This text of 122 F.3d 1073 (Shapkin/crossroads Productions, Inc., a California Joint Venture v. Legacy Home Video, Inc., a California Corporation Declan M. Kavanagh Tim Louis Crawford, and Rudy Sutton David Stidham, Individually and D/B/A Vcii Home Entertainment) is published on Counsel Stack Legal Research, covering Court of Appeals for the Ninth Circuit primary law. Counsel Stack provides free access to over 12 million legal documents including statutes, case law, regulations, and constitutions.

Bluebook
Shapkin/crossroads Productions, Inc., a California Joint Venture v. Legacy Home Video, Inc., a California Corporation Declan M. Kavanagh Tim Louis Crawford, and Rudy Sutton David Stidham, Individually and D/B/A Vcii Home Entertainment, 122 F.3d 1073 (9th Cir. 1997).

Opinion

122 F.3d 1073

1998 Copr.L.Dec. P 27,729

NOTICE: Ninth Circuit Rule 36-3 provides that dispositions other than opinions or orders designated for publication are not precedential and should not be cited except when relevant under the doctrines of law of the case, res judicata, or collateral estoppel.
SHAPKIN/CROSSROADS PRODUCTIONS, INC., a California joint
venture, Plaintiff-Appellee,
v.
LEGACY HOME VIDEO, INC., a California corporation; Declan
M. Kavanagh; Tim Louis Crawford, Defendants,
and
Rudy SUTTON; David Stidham, individually and d/b/a VCII
Home Entertainment, Defendants/Appellants.

Nos. 96-55650, 96-55761.

United States Court of Appeals, Ninth Circuit.

Aug. 29, 1997.

Appeal from the United States District Court for the Central District of California, D.C. No. CV-93-07701-DT and D.C. No. CV-93-07701-DT(JR); Dickran Tevrizian, District Judge, Presiding.

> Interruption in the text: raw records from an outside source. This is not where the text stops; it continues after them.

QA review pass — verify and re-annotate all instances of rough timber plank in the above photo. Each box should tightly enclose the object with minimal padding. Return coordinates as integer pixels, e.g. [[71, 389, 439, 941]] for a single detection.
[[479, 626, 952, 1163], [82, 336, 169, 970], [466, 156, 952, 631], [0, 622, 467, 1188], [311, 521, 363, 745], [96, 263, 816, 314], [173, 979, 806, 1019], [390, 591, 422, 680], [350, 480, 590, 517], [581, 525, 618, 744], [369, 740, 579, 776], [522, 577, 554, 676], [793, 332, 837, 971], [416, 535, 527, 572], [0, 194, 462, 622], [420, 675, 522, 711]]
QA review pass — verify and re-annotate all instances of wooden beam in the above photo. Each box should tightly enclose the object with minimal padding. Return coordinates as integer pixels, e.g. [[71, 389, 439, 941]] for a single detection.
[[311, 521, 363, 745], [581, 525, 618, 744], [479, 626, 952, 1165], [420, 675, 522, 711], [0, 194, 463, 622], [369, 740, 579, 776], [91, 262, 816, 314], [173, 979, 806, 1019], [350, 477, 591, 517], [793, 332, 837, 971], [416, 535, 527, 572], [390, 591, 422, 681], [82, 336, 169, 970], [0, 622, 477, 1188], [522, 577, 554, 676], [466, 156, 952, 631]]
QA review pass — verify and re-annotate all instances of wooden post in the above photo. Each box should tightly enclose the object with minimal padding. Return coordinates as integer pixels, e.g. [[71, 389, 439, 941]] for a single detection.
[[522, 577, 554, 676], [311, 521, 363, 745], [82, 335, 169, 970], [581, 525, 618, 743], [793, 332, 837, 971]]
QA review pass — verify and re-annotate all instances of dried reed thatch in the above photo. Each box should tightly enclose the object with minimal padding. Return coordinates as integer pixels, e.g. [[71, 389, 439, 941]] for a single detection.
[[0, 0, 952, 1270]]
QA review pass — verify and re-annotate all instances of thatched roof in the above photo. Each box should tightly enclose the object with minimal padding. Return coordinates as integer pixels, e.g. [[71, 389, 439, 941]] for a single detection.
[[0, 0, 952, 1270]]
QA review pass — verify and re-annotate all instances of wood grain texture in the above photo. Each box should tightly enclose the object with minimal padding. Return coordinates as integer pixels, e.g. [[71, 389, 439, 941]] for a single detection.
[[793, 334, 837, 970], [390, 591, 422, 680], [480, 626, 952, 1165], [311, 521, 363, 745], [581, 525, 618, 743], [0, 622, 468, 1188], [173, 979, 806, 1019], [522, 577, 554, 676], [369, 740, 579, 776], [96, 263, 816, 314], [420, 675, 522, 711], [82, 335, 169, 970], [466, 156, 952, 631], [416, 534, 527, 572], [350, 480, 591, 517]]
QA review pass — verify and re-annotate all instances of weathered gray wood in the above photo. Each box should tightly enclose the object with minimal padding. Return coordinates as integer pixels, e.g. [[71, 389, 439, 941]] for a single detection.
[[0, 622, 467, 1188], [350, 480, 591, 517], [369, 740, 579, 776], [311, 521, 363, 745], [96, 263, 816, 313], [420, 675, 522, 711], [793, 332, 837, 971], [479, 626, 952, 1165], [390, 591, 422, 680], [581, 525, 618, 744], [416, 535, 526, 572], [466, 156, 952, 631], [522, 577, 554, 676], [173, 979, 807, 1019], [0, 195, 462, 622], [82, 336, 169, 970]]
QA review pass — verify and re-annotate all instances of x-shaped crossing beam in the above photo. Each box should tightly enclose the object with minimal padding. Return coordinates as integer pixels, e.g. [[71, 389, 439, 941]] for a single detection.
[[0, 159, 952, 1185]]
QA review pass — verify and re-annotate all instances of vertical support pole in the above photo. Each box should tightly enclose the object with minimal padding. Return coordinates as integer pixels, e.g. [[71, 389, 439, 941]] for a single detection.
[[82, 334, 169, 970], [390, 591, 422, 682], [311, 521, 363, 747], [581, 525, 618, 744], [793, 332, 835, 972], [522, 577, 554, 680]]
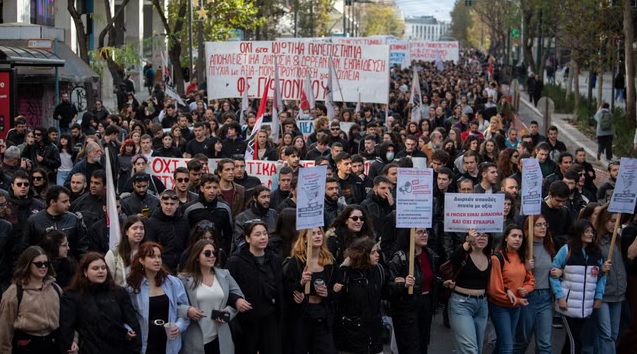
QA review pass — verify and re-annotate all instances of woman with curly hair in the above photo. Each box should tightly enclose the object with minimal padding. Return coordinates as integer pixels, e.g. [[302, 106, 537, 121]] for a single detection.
[[126, 242, 190, 354], [58, 252, 141, 354], [325, 204, 375, 264], [498, 148, 520, 179], [283, 227, 342, 354]]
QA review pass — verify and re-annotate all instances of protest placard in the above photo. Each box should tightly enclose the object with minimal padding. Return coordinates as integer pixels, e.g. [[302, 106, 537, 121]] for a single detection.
[[520, 158, 542, 215], [409, 41, 460, 63], [608, 157, 637, 214], [396, 168, 433, 228], [296, 165, 327, 230], [146, 157, 277, 189], [444, 193, 504, 232], [206, 41, 389, 103]]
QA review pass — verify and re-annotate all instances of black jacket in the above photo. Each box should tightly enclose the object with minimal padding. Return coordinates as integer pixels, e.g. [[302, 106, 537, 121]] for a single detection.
[[22, 209, 88, 261], [60, 284, 142, 354], [334, 265, 389, 353], [144, 207, 190, 272], [226, 245, 283, 320], [184, 195, 233, 251]]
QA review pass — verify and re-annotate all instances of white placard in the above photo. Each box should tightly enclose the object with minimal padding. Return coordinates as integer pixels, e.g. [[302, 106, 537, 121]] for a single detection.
[[409, 41, 460, 63], [444, 193, 504, 232], [146, 157, 277, 189], [608, 157, 637, 214], [296, 165, 327, 230], [520, 158, 542, 215], [206, 41, 389, 103], [396, 168, 434, 228]]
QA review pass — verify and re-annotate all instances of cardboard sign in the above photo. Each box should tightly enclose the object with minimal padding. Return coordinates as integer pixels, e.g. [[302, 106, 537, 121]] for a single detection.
[[520, 159, 542, 215], [296, 165, 327, 230], [396, 168, 434, 228], [608, 157, 637, 214], [444, 193, 504, 232], [206, 41, 389, 103]]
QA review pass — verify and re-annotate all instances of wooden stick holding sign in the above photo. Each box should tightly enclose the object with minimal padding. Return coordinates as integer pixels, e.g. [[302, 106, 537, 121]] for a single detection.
[[407, 228, 416, 295], [305, 231, 312, 295], [606, 213, 622, 261], [527, 215, 533, 259]]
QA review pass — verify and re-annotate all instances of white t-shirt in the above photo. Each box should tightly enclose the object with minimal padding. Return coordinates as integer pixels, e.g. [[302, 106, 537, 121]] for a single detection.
[[195, 278, 225, 344]]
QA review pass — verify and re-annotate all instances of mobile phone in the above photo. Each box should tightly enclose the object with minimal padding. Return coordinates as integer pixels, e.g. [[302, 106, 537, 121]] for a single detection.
[[210, 310, 230, 322]]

Before: HALL and T.G. NELSON, Circuit Judges, and WINMILL, District Judge.**

MEMORANDUM*

Rudy Sutton and David Stidham, individually and d/b/a VCII Home Entertainment ("VCII"), appeal from the entry of default against them. They also appeal from the damages awarded on both the federal copyright claim and the state unfair competition claim. Finally, they argue that the state claim is preempted by the federal copyright law. Shapkin/Crossroads Productions, Inc. ("Shapkin") cross-appeals, arguing that the district court erred by failing to find that Sutton and Stidham acted willfully and by failing to award punitive damages. We affirm the district court on all counts.

I.

Sutton and Stidham argue that the district court abused its discretion by failing to set aside the entry of default. In determining whether the district court abused its discretion, of primary concern is whether the defendant had a meritorious defense. See O'Connor v. State of Nevada, 27 F.3d 357, 364 (9th Cir.1994). There is no issue of fact whether VCII sold copies of the videotape which contained the "editorial revisions" copyrighted by Shapkin in violation of 17 U.S.C. § 106(3). The only question was whether they did so willfully or were simply an innocent infringer. That question is irrelevant to liability. Pye v. Mitchell, 574 F.2d 476, 481 (9th Cir.1978) ("[E]ven where the defendant believes in good faith that he is not infringing a copyright, he may be found liable."). The willfulness issue is only relevant regarding the amount of damages and the district court held a hearing on that matter. Considering the absence of a meritorious defense, the district court did not abuse its discretion by denying the motion to set aside entry of default.

II.

Sutton and Stidham also contend that the district court was required to set aside the default judgment because they had inadequate notice under Fed.R.Civ.P. 55(b)(2). This argument fails. The district court offered to continue the hearing for a day upon noticing that the required notice was a day short.1 The refusal by Sutton and Stidham of this offer waived further objection of inadequate notice.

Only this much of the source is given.